Notorious
Movie | |
---|---|
German title | Notorious German original title: Weißes Poison |
Original title | Notorious |
Country of production | United States |
original language | English |
Publishing year | 1946 |
length | 98 minutes |
Age rating | FSK 16 |
Rod | |
Director | Alfred Hitchcock |
script |
Ben Hecht , Alfred Hitchcock, Clifford Odets |
production | Alfred Hitchcock for RKO Radio Pictures |
music | Roy Webb |
camera | Ted Tetzlaff |
cut | Theron Warth |
occupation | |
| |
The title of an American crime film by Alfred Hitchcock from 1946 based on an original screenplay by Ben Hecht is notorious . The film was produced by RKO . In Germany it was performed in 1951 under the title White Poison .
action
One year after the end of World War II, the father of German-born American Alicia Huberman is sentenced to prison in a US prison for treason. Government agent TR Devlin is assigned to her . The US secret service knows from wiretapping that she is loyal to the US, but knew about her father's collaboration with the National Socialists. Alicia, who has a drinking problem, and Devlin fall in love. As a result of the love affair, Alicia even stops drinking. They travel to Rio de Janeiro , where the American secret service is already waiting for them.
Devlin's superiors want Alicia to get back in touch with a former confidante of her father, Alexander Sebastian, who works with numerous Nazis in Brazil and who was once in love with Alicia. It is hoped that their rapprochement with Sebastian will shed light on the plans of the Nazi organization. Devlin has scruples and doesn't want to see Alicia in the arms of another man, but out of a sense of duty and doubts about the mutual feelings of each other, she gets Alicia to take on the task. Sebastian falls into the trap and after a short time makes Alicia a marriage proposal, against the will of his dominant and jealous mother Anna, who harbors mistrust of Alicia.
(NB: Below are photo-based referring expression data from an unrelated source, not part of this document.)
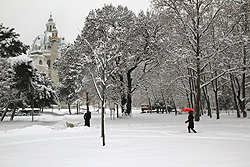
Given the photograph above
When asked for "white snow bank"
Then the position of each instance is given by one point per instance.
(148, 140)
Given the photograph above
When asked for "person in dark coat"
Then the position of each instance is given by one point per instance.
(87, 117)
(190, 122)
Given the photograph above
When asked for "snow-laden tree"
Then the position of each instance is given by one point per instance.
(194, 21)
(100, 44)
(10, 46)
(24, 86)
(45, 95)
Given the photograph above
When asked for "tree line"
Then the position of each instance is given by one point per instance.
(195, 49)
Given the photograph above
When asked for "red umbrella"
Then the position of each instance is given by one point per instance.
(187, 109)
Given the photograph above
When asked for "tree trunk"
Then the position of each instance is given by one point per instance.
(123, 96)
(69, 109)
(103, 111)
(244, 84)
(129, 93)
(235, 96)
(87, 101)
(217, 104)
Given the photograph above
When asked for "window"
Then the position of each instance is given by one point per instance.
(48, 62)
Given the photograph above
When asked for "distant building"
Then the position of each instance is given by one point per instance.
(46, 48)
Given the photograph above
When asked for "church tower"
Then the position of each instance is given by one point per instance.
(46, 48)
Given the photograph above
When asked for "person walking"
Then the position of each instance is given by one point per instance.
(87, 117)
(190, 122)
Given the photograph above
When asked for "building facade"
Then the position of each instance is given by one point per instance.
(46, 48)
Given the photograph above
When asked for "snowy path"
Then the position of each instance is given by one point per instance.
(144, 140)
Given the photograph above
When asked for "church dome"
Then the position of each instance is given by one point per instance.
(42, 43)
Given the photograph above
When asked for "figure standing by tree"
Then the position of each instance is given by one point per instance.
(190, 122)
(87, 117)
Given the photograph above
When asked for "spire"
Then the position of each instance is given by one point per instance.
(50, 19)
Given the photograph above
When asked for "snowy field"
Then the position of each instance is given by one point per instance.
(143, 140)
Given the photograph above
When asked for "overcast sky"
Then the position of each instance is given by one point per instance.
(29, 17)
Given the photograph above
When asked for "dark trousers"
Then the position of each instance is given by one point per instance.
(191, 129)
(87, 122)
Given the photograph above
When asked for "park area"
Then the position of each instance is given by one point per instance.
(148, 140)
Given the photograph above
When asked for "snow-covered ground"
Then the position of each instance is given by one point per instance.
(143, 140)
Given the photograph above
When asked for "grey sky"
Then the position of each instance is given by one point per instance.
(29, 17)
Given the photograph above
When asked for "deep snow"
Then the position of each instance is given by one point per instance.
(143, 140)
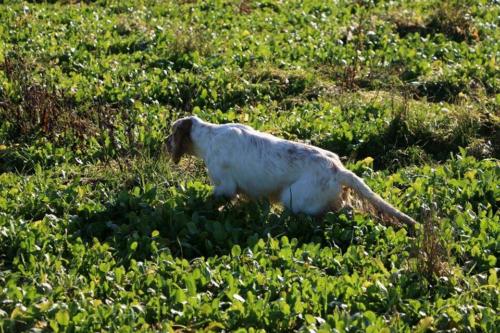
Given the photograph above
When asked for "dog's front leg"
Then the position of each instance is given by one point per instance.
(224, 185)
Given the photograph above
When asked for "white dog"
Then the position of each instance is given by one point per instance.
(241, 160)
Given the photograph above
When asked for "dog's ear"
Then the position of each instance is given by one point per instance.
(181, 139)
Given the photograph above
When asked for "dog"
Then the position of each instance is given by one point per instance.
(242, 160)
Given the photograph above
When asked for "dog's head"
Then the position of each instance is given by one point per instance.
(179, 141)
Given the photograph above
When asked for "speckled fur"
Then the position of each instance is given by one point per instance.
(304, 178)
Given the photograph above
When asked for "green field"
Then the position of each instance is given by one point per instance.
(100, 231)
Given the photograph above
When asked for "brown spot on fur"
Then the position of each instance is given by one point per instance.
(179, 142)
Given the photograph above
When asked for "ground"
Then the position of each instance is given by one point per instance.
(99, 231)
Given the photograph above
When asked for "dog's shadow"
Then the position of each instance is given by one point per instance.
(193, 224)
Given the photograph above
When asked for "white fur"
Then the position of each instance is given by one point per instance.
(303, 178)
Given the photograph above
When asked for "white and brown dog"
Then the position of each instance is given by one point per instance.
(241, 160)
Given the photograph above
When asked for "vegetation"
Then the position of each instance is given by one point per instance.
(100, 232)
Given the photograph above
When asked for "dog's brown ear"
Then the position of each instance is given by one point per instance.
(181, 139)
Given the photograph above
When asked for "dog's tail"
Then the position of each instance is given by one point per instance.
(351, 180)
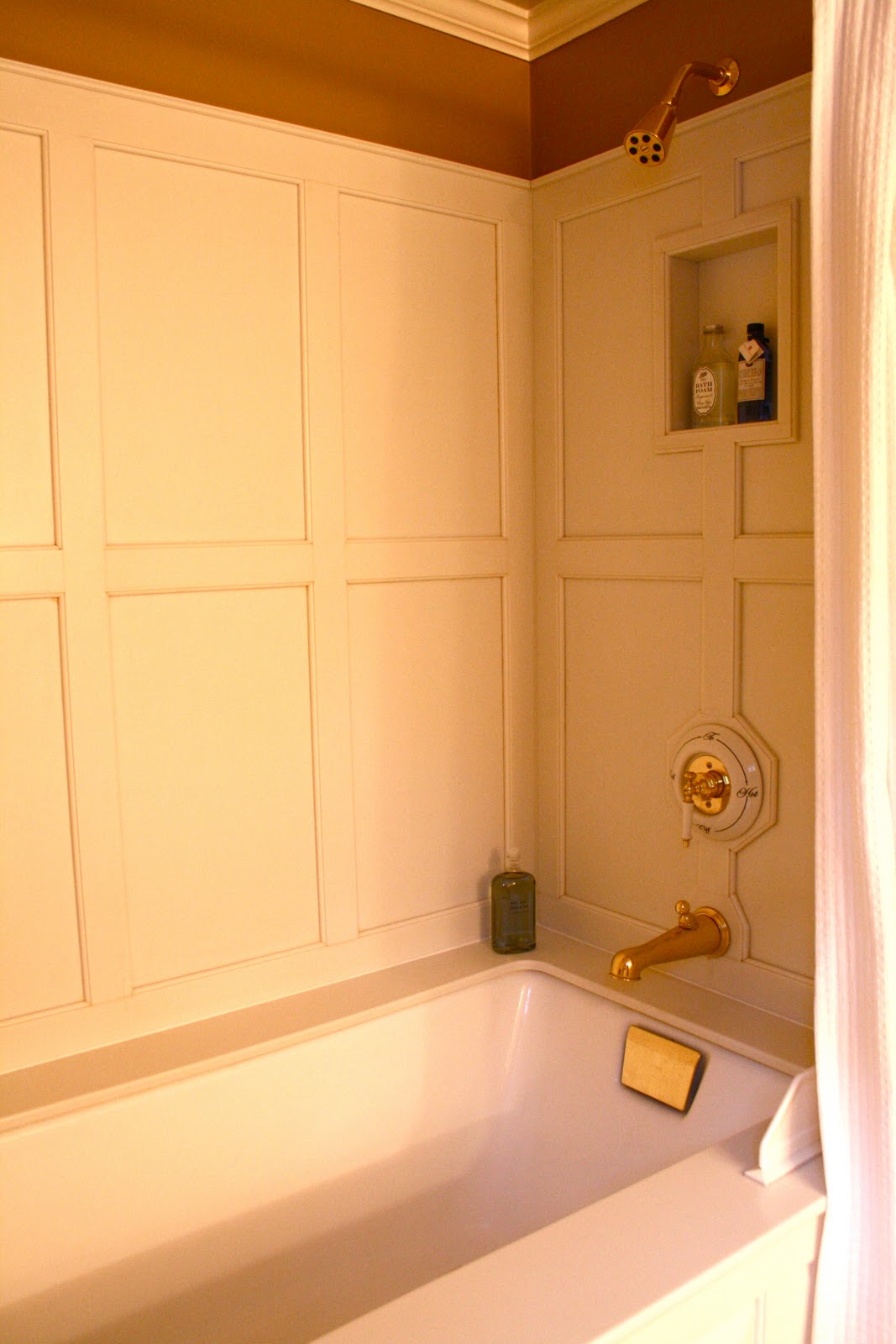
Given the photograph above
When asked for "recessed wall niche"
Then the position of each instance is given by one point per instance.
(735, 273)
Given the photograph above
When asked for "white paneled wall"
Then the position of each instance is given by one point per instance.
(265, 558)
(674, 568)
(266, 555)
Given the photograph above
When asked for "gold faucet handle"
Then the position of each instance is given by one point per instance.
(685, 918)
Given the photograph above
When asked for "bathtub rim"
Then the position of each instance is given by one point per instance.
(46, 1090)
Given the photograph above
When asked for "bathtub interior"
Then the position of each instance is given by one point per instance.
(291, 1193)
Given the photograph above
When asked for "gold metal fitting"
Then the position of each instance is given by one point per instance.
(699, 933)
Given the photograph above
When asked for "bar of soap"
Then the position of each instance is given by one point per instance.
(661, 1068)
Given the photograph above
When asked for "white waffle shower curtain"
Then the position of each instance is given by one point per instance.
(855, 423)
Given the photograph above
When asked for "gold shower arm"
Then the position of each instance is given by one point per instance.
(721, 78)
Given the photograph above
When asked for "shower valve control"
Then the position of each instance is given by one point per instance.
(719, 784)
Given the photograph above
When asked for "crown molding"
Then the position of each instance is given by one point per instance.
(510, 26)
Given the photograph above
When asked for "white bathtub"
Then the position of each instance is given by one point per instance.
(281, 1196)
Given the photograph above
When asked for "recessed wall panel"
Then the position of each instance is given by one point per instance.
(26, 470)
(614, 481)
(427, 739)
(631, 678)
(39, 940)
(421, 381)
(212, 702)
(775, 875)
(201, 353)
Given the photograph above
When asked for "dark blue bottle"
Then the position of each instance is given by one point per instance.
(754, 375)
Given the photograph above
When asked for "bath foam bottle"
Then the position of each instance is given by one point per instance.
(714, 386)
(513, 907)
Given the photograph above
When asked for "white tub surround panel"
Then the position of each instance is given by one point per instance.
(269, 421)
(673, 564)
(473, 1126)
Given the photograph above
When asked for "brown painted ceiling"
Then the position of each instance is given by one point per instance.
(344, 67)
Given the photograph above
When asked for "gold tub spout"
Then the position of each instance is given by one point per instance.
(699, 933)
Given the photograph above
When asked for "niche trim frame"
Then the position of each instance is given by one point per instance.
(676, 269)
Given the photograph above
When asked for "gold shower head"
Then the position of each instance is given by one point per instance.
(647, 143)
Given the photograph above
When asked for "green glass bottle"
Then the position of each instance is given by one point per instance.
(714, 386)
(513, 907)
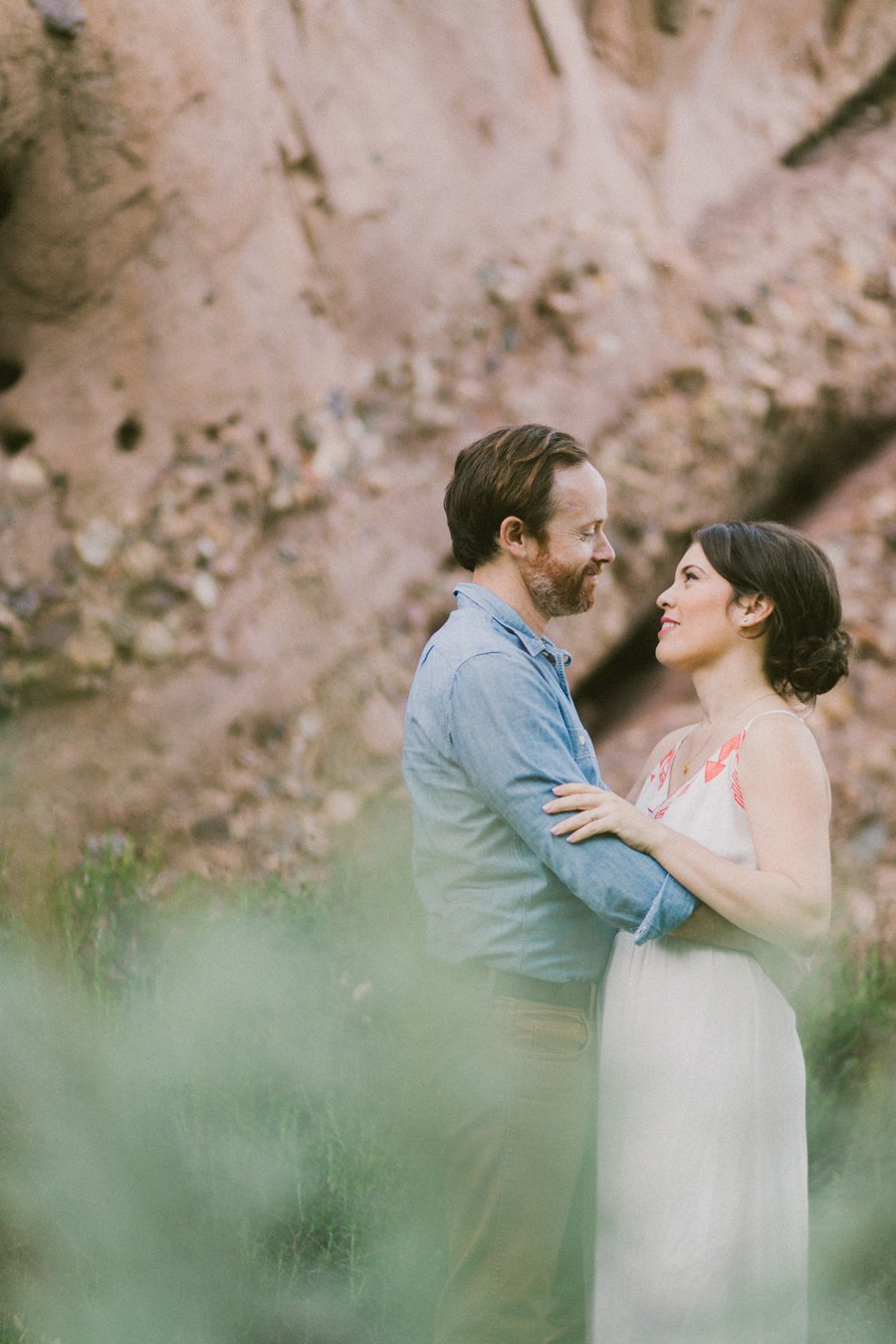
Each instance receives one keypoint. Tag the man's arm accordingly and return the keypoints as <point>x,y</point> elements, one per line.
<point>514,744</point>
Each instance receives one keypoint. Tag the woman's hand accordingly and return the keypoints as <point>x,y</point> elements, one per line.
<point>599,812</point>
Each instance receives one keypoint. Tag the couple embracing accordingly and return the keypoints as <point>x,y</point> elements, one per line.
<point>621,1101</point>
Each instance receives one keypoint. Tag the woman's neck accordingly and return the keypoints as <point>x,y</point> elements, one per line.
<point>724,698</point>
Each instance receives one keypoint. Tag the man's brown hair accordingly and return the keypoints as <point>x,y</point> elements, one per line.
<point>508,473</point>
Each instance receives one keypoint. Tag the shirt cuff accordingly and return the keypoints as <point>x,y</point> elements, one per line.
<point>670,906</point>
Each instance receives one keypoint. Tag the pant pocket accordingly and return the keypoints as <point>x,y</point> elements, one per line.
<point>549,1031</point>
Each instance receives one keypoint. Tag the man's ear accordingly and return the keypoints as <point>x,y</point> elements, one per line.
<point>512,537</point>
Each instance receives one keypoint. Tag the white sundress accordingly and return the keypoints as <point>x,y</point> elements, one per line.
<point>702,1135</point>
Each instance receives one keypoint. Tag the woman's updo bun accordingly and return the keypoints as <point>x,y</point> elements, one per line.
<point>806,651</point>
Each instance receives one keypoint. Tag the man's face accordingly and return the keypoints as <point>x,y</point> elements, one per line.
<point>561,575</point>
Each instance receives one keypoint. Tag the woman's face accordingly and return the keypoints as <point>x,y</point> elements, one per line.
<point>700,614</point>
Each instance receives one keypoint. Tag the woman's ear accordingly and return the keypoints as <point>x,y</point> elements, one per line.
<point>755,609</point>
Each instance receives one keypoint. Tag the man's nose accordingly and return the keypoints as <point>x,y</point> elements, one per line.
<point>603,552</point>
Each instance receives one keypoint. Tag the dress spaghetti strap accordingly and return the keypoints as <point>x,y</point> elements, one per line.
<point>766,714</point>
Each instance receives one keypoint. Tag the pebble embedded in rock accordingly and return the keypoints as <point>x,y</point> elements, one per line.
<point>96,544</point>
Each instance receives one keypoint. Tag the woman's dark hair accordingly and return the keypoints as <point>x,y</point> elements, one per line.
<point>510,473</point>
<point>807,651</point>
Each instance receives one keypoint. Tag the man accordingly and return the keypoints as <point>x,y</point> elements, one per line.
<point>523,924</point>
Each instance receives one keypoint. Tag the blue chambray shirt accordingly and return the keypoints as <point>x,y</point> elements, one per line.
<point>491,728</point>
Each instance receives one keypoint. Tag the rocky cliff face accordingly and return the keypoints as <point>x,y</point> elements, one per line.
<point>266,266</point>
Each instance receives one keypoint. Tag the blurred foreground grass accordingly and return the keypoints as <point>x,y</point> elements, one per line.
<point>214,1116</point>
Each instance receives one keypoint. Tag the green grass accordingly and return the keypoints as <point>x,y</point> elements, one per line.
<point>212,1131</point>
After consulting with the secret service, Alicia accepts the application. The members of the organization, who meet regularly in Sebastian's villa, deal rigorously with unreliable members: those who fail will be liquidated by the others .
At a party in Sebastian's house, Alicia and Devlin discover that there is some kind of dark ore hidden in some bottles in Sebastian's wine cellar, which later turns out to be uranium ore . Sebastian and his mother find out about the two of them and in order not to compromise themselves in front of the co-conspirators, they begin to slowly and inconspicuously poison Alicia. Devlin, however, misinterprets Alicia's emerging weakness; he assumes that she has started drinking again. However, when she fails to show up several times at scheduled meetings, he becomes suspicious. In Sebastian's house, he finds Alicia completely exhausted. At the bedside he confesses his love to her and frees her under the eyes of Sebastian and his Nazi partners. Devlin threatens Sebastian to reveal to the gang that he has married an American secret agent. Sebastian, who cannot intervene to prevent the worst for himself and his mother and leads the two out of the house, is left to his fate. A member of the gang suspects what really happened - Sebastian's fate seems sealed.
History of origin
template
The original screenplay by Ben Hecht , for which he was nominated for an Oscar in 1947 , was based on an idea by Hitchcock, as well as motifs from a short story "unearthed" by David O. Selznick by journalist John Taintor Foote entitled The Song Of The Dragon from the Year 1912, a kind of Mata-Hari story. Hitchcock was only interested in the fact that a man compels a woman he loves to enter into a relationship with another man out of a sense of duty . Selznick, with whom Alfred Hitchcock was under contract at the time, sold the rights to the film as a package with screenwriter Ben Hecht, director Alfred Hitchcock and actors Cary Grant and Ingrid Bergman for $ 800,000 and 50% of the profit shortly before shooting began to RKO to finance his part in the film Duel in der Sonne (1946), which was already over budget and behind schedule.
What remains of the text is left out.